Abstract views: 186 / PDF downloads: 113
Agbi, A
Keywords: Fundamental information; technical information; Feature selection; Spectral analysis; Laplacian graph
Feature selection algorithms lie at the heart of machine learning, playing a crucial role in identifying and prioritizing essential attributes within datasets. By refining sample attributes, these algorithms aim to elevate classification performance and pinpoint the most relevant features associated with distinct data classes.

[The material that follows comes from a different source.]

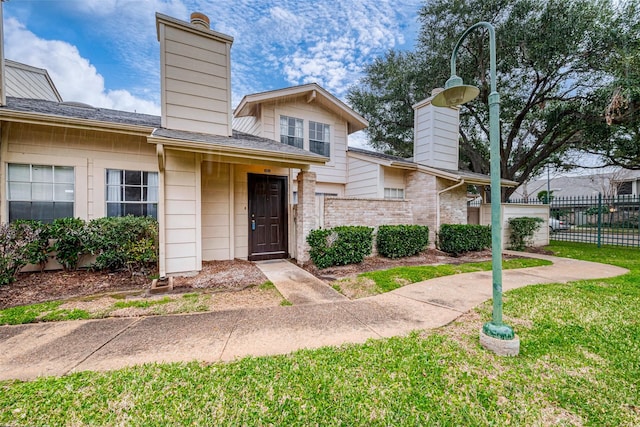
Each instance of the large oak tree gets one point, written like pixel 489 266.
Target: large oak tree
pixel 553 65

The primary objective is to optimize classification and prediction by selecting features based on their effectiveness. This study introduces a novel feature selection algorithm, Nonnegative Discriminative Feature Selection (NDFS), incorporating spectral analysis and multi-variate regression into stock price trend prediction. The chosen characteristics using NDFS are evaluated for classification prowess with three different classifiers. Furthermore, the performance of NDFS is benchmarked against three feature selection algorithms from existing literature. The findings indicate that NDFS emerges as a competitive technique capable of improving the efficiency of machine learning algorithms, particularly in stock price trend prediction. The adopted feature selection method performed well, achieving an accuracy of 85% in the Naïve Bayes model and an F1-score of 83%, indicating a balanced measure of precision and recall. The receiver operating characteristics curve reveals an optimal model with performance surpassing 80% when utilizing features selected by Nonnegative Discriminative Feature Selection.